Expertinnen informierten über Angststörungen
Rhein-Mosel-Fachklinik Andernach wirkt durch Aktion "Angst weckt Mut" Stigmatisierung von psychischen Krankheiten entgegen
Im Rahmen der bundesweit stattfindenden „Woche der seelischen Gesundheit“ des Aktionsbündnisses Seelische Gesundheit lud die Rhein-Mosel-Fachklinik Andernach (RMF) zu einem Vortrag über Entstehung und Bewältigung von Ängsten. Die Aktionswoche wurde von der Klinik genutzt, um über psychische Erkrankungen zu informieren, sich nach außen zu öffnen und sich für eine Entstigmatisierung psychisch kranker Menschen zu positionieren.

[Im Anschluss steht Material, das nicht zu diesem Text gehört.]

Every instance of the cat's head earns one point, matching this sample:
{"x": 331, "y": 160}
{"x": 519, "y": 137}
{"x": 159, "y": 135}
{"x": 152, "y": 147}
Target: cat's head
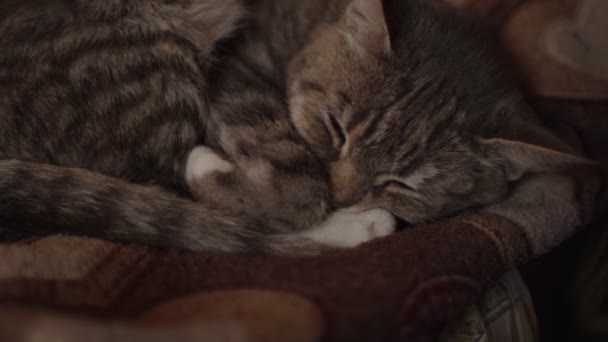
{"x": 403, "y": 101}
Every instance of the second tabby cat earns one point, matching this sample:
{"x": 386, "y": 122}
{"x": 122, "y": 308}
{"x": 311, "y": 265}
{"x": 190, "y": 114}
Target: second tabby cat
{"x": 313, "y": 106}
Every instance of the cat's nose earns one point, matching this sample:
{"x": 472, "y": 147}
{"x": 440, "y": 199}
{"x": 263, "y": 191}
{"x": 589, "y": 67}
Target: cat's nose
{"x": 347, "y": 185}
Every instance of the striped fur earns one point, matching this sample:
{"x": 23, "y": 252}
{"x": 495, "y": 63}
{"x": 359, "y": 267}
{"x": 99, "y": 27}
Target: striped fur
{"x": 311, "y": 105}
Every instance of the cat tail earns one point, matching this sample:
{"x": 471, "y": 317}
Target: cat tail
{"x": 40, "y": 198}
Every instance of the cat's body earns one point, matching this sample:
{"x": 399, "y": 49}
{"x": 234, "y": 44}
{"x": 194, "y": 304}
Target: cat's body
{"x": 314, "y": 105}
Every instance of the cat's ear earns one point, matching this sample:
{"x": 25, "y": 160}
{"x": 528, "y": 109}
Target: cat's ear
{"x": 366, "y": 27}
{"x": 519, "y": 158}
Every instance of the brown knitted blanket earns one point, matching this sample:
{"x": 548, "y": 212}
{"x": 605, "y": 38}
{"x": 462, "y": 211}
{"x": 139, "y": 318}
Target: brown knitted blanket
{"x": 402, "y": 287}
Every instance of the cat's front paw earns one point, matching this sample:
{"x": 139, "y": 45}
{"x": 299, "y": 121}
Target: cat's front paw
{"x": 344, "y": 229}
{"x": 202, "y": 161}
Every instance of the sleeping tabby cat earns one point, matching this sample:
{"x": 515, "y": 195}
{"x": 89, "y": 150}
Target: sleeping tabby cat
{"x": 304, "y": 107}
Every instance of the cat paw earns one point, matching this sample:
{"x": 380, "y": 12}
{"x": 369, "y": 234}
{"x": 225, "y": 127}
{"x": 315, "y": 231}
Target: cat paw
{"x": 344, "y": 229}
{"x": 202, "y": 161}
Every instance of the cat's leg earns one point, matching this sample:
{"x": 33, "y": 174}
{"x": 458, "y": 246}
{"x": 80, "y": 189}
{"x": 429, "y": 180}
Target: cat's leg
{"x": 203, "y": 161}
{"x": 344, "y": 229}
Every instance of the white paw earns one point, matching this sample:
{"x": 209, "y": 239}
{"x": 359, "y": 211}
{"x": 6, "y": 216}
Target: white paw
{"x": 201, "y": 161}
{"x": 344, "y": 229}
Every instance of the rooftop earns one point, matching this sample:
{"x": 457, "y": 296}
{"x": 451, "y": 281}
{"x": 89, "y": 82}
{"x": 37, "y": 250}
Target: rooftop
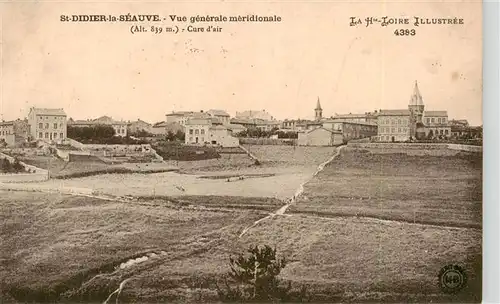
{"x": 436, "y": 113}
{"x": 365, "y": 123}
{"x": 159, "y": 124}
{"x": 350, "y": 115}
{"x": 199, "y": 121}
{"x": 215, "y": 112}
{"x": 47, "y": 111}
{"x": 403, "y": 112}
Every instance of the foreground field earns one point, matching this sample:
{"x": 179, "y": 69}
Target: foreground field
{"x": 370, "y": 227}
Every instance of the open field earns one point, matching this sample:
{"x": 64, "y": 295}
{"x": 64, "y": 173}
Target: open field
{"x": 445, "y": 190}
{"x": 370, "y": 227}
{"x": 60, "y": 169}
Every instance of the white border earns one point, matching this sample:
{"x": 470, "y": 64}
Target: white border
{"x": 491, "y": 165}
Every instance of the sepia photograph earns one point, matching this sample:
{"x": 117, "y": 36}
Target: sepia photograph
{"x": 238, "y": 152}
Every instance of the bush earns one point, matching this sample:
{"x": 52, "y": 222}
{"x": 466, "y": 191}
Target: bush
{"x": 255, "y": 278}
{"x": 7, "y": 167}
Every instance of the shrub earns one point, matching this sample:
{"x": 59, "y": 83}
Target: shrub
{"x": 255, "y": 278}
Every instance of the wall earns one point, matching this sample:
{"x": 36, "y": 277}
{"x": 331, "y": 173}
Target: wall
{"x": 468, "y": 148}
{"x": 416, "y": 146}
{"x": 267, "y": 141}
{"x": 65, "y": 154}
{"x": 38, "y": 175}
{"x": 74, "y": 143}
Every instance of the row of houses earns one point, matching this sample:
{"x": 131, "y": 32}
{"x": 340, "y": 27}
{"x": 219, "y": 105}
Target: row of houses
{"x": 216, "y": 127}
{"x": 389, "y": 125}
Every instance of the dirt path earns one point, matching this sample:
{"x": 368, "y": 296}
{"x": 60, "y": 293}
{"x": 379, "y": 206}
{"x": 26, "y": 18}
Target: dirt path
{"x": 298, "y": 192}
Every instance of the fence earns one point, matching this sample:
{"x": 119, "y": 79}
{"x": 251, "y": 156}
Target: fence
{"x": 416, "y": 146}
{"x": 36, "y": 174}
{"x": 268, "y": 141}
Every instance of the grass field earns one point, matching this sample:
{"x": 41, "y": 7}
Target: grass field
{"x": 365, "y": 230}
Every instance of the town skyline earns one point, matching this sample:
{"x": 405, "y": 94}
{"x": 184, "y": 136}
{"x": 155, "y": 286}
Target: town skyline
{"x": 355, "y": 70}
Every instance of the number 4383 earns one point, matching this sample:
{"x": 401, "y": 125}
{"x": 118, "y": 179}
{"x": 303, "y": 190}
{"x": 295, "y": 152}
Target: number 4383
{"x": 404, "y": 32}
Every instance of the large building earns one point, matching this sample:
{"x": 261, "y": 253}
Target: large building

Angst doppelt so häufig wie Depression
Dr. Barbara Deimling, Oberärztin und Sektionsleiterin Depression und Trauma an der RMF, und die Diplom-Psychologin Anne Leber, leitende Psychologin der Klinik, informierten eine erfreulich große Zuhörerschaft (es mussten viele Stühle zusätzlich herbeigeschafft werden) über eine Erkrankung, die oft etwas in den Hintergrund gerät, obwohl eine Angststörung die häufigste psychische Erkrankung ist – sie wird doppelt so häufig diagnostiziert wie eine Depression, die schon als „Volkskrankheit“ bezeichnet wird. Europaweit erkranken jährlich 61,5 Millionen Menschen an einer Angststörung, so Dr. Deimling. Die Erkrankung bedeutet eine hohe Krankheitslast und damit auch einen Verlust an Lebensjahren. „Wir müssen die Erkrankung ernst nehmen“, so die Ärztin. „Für uns ist das ein wichtiges Thema.“
Was sind Furcht, Angst, Phobie, Panik?
Doch bevor man über die Erkrankung spricht, sollte man zunächst Begrifflichkeiten klären. Auf der einen Seite gibt es eine (positive) Furcht, die das Überleben sichert – es ist eine Basis-Emotion. Das Gefühl einer realen Bedrohung verursacht körperliche Reaktionen, Aufmerksamkeit und Leistungsfähigkeit steigen, die Konzentration erhöht sich.
Im Gegensatz dazu stehen Angst, Phobie und Panik, die einen Krankheitswert darstellen, erläuterte Dr. Barbara Deimling. Eine Phobie äußert sich in einer übersteigerten, krankheitswertigen Furchtreaktion, verursacht unangemessen starke Ängste. Die Wissenschaft kennt mehr als 600 Phobien. Angst hat keinen spezifischen Auslöser, ist diffus, ungerichtet, zukunftsorientiert; sie breitet sich aus – daraus entsteht Panik, also intensive Angst und Kontrollverlust. Angst und Phobie gemein ist, dass durch sie eine Vermeidungsangst verursacht wird.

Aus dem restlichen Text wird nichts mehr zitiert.